Each branch point of a data reference is considered a node. The original top level reference is the 'zeroth' node. Recursion 'Base state' nodes are understood to have zero elements so an additional node called 'END' type is recognized after a scalar.
Support for Objects is partially implemented and as a consequence '_process_the_data' won't immediatly die when asked to parse an object. It will still die but on a dispatch table call that indicates where there is missing object support, not at the top of the node. This allows for some of the skip attributes to use 'OBJECT' in their definitions.
This class uses the role Data::Walk::Extracted::Dispatch to implement dispatch tables. When there is a decision point, that role is used to make the class extensible.

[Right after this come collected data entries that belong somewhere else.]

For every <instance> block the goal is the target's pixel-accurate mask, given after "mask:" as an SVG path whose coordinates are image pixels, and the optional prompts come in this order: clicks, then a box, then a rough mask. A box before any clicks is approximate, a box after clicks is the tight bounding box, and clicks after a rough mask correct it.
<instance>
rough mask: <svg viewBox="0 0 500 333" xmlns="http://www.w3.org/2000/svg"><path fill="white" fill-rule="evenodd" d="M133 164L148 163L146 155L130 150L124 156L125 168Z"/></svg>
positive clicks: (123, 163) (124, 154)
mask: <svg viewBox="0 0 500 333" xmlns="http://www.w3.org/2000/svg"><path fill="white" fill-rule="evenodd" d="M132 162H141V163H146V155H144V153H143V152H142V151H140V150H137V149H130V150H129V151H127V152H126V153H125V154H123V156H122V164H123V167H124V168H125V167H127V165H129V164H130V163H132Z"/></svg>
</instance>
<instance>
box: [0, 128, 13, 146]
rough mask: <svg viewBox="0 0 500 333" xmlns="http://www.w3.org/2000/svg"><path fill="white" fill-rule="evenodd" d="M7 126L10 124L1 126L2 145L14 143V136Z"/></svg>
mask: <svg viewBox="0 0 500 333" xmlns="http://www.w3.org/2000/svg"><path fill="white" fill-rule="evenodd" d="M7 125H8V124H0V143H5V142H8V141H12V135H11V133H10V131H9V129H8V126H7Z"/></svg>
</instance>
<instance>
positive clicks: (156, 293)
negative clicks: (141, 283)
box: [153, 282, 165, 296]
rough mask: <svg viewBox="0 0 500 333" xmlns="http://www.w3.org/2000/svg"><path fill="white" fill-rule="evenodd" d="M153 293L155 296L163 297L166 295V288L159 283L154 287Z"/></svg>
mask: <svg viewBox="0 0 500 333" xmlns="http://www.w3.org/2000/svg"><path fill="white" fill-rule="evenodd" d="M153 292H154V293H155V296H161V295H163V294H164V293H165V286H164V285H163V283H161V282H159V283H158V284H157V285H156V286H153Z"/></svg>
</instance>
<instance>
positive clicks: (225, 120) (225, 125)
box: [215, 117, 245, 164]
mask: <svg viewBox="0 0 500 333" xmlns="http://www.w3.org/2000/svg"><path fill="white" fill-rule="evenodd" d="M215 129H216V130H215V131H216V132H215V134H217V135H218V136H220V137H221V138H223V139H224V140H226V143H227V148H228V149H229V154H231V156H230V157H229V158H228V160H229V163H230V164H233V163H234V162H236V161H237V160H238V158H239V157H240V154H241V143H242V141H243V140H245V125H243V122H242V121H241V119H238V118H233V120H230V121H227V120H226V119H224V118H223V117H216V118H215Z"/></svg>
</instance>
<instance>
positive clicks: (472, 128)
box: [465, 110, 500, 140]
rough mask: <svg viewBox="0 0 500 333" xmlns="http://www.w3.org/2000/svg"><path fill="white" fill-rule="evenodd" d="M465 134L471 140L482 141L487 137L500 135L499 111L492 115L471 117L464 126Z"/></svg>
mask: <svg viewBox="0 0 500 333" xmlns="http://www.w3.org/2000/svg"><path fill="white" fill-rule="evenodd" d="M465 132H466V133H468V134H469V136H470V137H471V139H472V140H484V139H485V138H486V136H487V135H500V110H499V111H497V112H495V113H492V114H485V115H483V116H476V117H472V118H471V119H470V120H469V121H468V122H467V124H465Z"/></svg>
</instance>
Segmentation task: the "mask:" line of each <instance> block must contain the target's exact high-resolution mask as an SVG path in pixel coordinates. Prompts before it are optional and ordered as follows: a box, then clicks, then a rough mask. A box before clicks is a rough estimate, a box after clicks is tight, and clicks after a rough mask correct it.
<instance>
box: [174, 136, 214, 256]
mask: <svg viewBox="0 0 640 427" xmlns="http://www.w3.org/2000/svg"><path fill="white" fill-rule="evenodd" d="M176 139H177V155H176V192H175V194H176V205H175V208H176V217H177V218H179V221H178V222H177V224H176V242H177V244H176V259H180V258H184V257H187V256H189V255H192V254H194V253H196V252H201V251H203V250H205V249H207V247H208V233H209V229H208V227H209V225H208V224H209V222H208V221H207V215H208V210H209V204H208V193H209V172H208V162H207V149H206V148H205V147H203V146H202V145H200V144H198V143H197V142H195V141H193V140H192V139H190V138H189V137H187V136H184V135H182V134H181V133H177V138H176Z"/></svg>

This is not an extention of Data::Walk
The core class has no external effect. All output comes from addtions to the class.
This module uses the 'defined or' ( //= ) and so requires perl 5.010 or higher.
This is a Moose based data handling class. Many coders will tell you Moose and data manipulation don't belong together. They are most certainly right in speed intensive circumstances.
Recursive parsing is not a good fit for all data since very deep data structures will burn a fair amount of perl memory! Meaning that as the module recursively parses through the levels perl leaves behind snapshots of the previous level that allow perl to keep track of it's location.
The primary_ref and secondary_ref are effectivly deep cloned during this process. To leave the primary_ref pointer intact see "fixed_primary"

The module uses Smart::Comments if the '-ENV' option is set. The 'use' is encapsulated in an if block triggered by an environmental variable to comfort non-believers. Setting the variable $ENV{Smart_Comments} in a BEGIN block will load and turn on smart comment reporting. There are three levels of 'Smartness' available in this module '###', '####', and '#####'.




This program is free software; you can redistribute it and/or modify it under the same terms as Perl itself.
The full text of the license can be found in the LICENSE file included with this module.